Nobody told me it would be like this; left holding on to a sweetly sentimental song instead of a live human being. It’s a lousy tradeoff. But nobody told me that a song could reach me so deeply as soul music, either, could serve as a balm for a raw, open wound, could work so well as a soundtrack for a plea and a prayer. I don’t know that it’s true, but I take it on faith that it is. It’s the kind of homespun, pie-in-the-sky twaddle that cynics will despise. But I’m not a very good cynic these days. In fact, I don’t know if I ever want to be a cynic again. I don’t want to hear it, don’t want to hear the objections to the sentiment and the sweetness. I don’t have time for it.
Jim would have probably scoffed at the sentiments. He didn’t talk much about Glory, didn’t go to church, had been burned a long time ago by people who wanted to forcefeed the love of God down his throat. But he knew something about shame’s great load, and he had more than his share of pain. He knew a lot about the sweet, familiar grace of those he loved, and he knew enough to embrace his family warmly and freely, quite regularly, even more frequently after he had been diagnosed with cancer. He would get it; he would understand what the song was about even if he didn’t agree with every line. So I pray the song for him. Even if he wouldn’t mean it in quite the same way, I play it over and over again, work it like rosary beads, my little private offering between God and Jim and me.

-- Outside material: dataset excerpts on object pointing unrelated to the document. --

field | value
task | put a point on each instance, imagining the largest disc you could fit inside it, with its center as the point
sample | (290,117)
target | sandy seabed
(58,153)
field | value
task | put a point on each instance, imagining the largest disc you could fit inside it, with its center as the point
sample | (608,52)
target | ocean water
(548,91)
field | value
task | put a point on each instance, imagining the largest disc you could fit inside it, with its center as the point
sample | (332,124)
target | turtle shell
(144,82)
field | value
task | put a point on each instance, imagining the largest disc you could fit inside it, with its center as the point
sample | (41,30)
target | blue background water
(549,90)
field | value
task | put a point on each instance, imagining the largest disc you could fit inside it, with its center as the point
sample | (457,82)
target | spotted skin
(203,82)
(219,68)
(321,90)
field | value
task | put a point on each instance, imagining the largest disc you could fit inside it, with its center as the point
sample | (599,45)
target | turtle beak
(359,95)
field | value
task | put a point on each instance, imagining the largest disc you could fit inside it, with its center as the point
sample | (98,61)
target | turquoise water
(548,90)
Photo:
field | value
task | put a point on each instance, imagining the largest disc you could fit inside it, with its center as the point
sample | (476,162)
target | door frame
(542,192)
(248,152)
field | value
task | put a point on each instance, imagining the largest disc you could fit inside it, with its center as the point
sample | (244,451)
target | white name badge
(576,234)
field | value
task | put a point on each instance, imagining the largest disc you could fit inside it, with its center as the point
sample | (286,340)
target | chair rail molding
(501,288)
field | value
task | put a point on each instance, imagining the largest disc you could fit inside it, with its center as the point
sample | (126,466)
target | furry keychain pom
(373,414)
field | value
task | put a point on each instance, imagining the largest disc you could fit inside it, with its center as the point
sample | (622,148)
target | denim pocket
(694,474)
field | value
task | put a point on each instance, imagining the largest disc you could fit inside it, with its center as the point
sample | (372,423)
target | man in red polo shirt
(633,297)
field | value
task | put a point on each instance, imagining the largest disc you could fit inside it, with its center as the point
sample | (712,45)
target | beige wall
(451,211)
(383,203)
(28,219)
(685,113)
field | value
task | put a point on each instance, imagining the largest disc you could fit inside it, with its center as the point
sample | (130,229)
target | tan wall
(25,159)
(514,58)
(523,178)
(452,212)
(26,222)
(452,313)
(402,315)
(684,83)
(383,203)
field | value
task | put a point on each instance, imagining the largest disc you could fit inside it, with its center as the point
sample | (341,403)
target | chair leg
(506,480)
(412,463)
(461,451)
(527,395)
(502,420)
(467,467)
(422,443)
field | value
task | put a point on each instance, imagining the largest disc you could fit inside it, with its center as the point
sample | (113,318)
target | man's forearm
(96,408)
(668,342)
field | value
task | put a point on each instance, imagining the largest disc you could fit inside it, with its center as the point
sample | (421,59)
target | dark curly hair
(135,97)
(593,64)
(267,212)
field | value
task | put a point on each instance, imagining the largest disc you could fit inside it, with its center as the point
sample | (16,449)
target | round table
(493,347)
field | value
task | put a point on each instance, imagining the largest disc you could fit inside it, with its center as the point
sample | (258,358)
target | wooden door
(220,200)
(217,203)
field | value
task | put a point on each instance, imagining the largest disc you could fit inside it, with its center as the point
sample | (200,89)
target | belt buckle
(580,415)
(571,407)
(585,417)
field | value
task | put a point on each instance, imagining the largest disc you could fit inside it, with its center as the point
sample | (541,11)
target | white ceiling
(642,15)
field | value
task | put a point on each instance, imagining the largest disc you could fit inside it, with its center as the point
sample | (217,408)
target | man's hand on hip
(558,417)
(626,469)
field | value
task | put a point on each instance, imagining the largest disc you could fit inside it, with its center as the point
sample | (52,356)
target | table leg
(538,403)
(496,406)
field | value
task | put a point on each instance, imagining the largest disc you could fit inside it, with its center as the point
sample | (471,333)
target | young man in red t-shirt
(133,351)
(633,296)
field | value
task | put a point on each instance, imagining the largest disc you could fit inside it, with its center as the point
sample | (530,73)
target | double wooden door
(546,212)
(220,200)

If I were a priest I would re-write the Ash Wednesday liturgy, balance it out the way Robert Fisher does on Regard the End. Listen: invest your life in those you love. This world is just the terminal ward; the real action is yet to come. Remember, man, that thou art dust, but remember Glory as well. The heart of wisdom matters, and it starts with numbering your days. It starts with regarding the end.
That’s how I would write it. But I’m not a priest, and I’m not good at composing liturgies, and I don’t have a congregation. I only have a Jim-shaped hole and a CD. And so I pronounce my homely benediction silently, talking to myself, talking to my friend, talking to God. You’re gone, and I miss you. You did well; your work was not in vain. May you be found in Glory, and may you know Love’s sweet embrace. I carry around these songs, Robert Fisher’s songs, Jim’s songs. They are new songs and as old as the world, and I pass my days with the sound of ancient music humming in my ears.
4 comments:
Well articulated sentiments for concepts that defy language, until you hear the right song. I particularly like the bit about cynicism. What makes cynicism so difficult to resist?
It's a strange and moving thing...sitting here, reading your thoughts and death and the meaning of it all, while my 3-month-old daughter kicks and coos and guggles beside me. Thanks, Andy.
This post makes me happy the internet exists.
I love this piece, Andy. Thanks for posting it!